We begin with more fiscal insanity and the failure to comply with regular auditing and business financial practices that would see a private company’s owners in prison. Let’s be clear; Congress passed specific legislation to single out government agencies to demand they comply. One of these unique pieces of legislation is called the Payment Integrity Information Act (PIIA), which audits the VA regularly fails.
Please note, last year, the VA failed two programs on the PIIA; for the fiscal year 2020, the VA failed two of the programs, consistent failure is a leadership problem. Yet, the VA-OIG claimed the following:
“To VA’s credit, it noted a decrease in improper payment estimates two years in a row and a decrease in its improper payment rates for nine programs and activities.”
Consistent with the previous fiscal year’s PIIA reports, yes; still a leadership problem, yes. But I am not so generous as the VA-OIG, for I know many a non-profit and for-profit organization that has been fined heavily, bankrupted, and put into conservatorship over the same actions. Nothing ever happens to the leaders at the VA failing to do their jobs! 12 programs and activities totaling $11.37 Billion, and never are the leaders held accountable for failure; let that sink in for a minute or two.
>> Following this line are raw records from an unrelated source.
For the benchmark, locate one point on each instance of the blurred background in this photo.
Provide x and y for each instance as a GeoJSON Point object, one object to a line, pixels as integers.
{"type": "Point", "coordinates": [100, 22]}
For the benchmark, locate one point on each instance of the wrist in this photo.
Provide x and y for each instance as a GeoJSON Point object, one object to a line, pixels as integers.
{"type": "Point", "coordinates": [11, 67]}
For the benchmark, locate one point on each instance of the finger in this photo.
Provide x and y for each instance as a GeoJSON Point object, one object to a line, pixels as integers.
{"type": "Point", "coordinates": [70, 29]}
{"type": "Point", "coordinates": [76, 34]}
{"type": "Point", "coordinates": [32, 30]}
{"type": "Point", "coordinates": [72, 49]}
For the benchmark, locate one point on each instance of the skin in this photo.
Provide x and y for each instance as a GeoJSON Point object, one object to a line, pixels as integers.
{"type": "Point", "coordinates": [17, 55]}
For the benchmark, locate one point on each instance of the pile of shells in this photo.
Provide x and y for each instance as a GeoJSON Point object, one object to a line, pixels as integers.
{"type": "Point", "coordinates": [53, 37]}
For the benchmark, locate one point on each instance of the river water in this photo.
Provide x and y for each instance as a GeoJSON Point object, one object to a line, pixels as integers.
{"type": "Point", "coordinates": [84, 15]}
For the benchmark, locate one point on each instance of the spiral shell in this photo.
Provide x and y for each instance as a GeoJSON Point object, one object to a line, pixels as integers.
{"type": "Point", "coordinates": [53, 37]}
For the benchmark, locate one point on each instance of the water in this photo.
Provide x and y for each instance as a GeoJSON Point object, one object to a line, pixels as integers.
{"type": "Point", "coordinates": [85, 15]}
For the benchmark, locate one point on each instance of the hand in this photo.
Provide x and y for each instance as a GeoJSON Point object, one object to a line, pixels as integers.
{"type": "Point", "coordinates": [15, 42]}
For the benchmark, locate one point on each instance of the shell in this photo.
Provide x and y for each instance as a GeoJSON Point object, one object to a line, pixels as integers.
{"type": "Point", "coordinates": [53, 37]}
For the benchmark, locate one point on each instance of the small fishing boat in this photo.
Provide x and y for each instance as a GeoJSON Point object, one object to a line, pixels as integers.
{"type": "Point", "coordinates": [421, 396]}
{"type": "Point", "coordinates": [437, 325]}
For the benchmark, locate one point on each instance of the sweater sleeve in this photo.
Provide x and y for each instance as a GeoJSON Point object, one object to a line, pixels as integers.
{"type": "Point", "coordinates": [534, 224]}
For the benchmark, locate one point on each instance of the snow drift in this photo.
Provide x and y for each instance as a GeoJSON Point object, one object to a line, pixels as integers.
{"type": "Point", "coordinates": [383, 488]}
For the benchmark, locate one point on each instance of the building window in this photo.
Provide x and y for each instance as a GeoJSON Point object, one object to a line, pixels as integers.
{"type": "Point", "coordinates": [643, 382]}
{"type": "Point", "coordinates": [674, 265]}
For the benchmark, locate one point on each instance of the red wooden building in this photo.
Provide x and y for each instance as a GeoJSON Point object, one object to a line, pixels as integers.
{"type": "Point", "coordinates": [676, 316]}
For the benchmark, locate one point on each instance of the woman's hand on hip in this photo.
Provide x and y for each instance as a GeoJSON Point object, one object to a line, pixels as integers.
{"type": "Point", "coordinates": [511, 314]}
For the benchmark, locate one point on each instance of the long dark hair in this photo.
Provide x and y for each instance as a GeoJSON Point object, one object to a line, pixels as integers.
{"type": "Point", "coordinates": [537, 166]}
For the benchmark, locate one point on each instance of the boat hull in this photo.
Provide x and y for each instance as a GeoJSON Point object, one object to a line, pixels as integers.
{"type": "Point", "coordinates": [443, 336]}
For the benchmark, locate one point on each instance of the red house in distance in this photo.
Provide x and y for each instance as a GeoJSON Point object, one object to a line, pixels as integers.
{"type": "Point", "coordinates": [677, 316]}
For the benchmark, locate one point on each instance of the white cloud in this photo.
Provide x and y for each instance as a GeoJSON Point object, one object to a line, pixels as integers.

Read the report, you tell me, should real people be held responsible for failing to follow the law?
The VA-OIG conducted a comprehensive healthcare inspection (CHIp) of the Roseburg VAHCS in Oregon; for the regular readers, I bet you can guess what was found. Yup, the employees feel morally distressed in how they are being pressured to treat the veterans. Are you surprised; I am not, but there still might be some people, somewhere in America, surprised that the VA abuses the veterans they are honor-bound to serve. The most tenured leaders have been in place since 2016. I wonder if the moral distress and the leadership hiring are correlational data points, for I know that from 2012 to 2017, there was a lot of shuffling of VA leaders at the local VAMC/VAHCS level due to dead veterans in Phoenix from death list scandals.
The VA-OIG claimed the following:
“The VA-OIG identified concerns with root cause analysis action implementation and outcomes measurement. Leaders were knowledgeable about employee satisfaction and patient experiences. However, they had opportunities to improve their knowledge of VHA data or system-level factors contributing to specific poorly performing Strategic Analytics for Improvement and Learning measures.”
Tell me something, how can you have a job for more than four years, be rated as knowledgeable about the measurement analytical methods, but not be knowledgeable about root cause analysis, action implementation, and systems-level factors contributing to poor performance? To gain your position, you had to grow professionally through the bureaucracy and the various sub-levels of VA leadership to lead a VA Hospital. Yet, somehow, after all this time and experience, you have inadequate knowledge about the essential functions of your job. Quoting Colonel Potter here: “HORSE HOCKEY!” Does this sound remarkably akin to designed incompetence to anyone else?
Meaning, I do not believe your lies!
Traveling to Fayetteville, Arkansas, and the case of Dr. Robert Dale Bernauer Sr. (74), who has pled guilty to workers comp fraud and four other charges of fraud, where the total amount of fraud existed from 2011 to 2017 and more than $1 Million. Co-Conspirators and the insurance company are not named but should be. Worse, this scheme involved workman’s compensation insurance for Federal and State employees, Federal agencies, State agencies, and private employers. While the lawyers and attorneys all crow about catching a doctor who committed fraud, and I am glad he was caught, where are all the state and federal employees who had to know this was going on and did not do their jobs?
Through the insurance company, the doctor was charging 1500-2000% higher for medication marked up. Indeed, this should have raised some eyebrows and questions somewhere in the six years this fraud lasted. Who is asking why this did not raise red flags at the state and federal levels?
Weep America, another veteran, has died by suicide, and the VA is culpable due to bureaucrat inertia and outright failure to follow the guidelines and rules as established.
“The VA-OIG found that staff did not adequately evaluate the patient’s condition when reviewing the patient’s high-risk status. Facility staff did not assign a Mental Health Treatment Coordinator (MHTC) prior to discharge or establish a facility MHTC policy, as required. The Recovery Engagement and Coordination for Health – Veterans Enhanced Treatment (REACH VET) provider did not outreach the patient as required. Facility staff did not comply with Veterans Health Administration suicide risk assessment procedures and did not notify facility leaders or suicide prevention staff of the patient’s death by suicide” [emphasis mine].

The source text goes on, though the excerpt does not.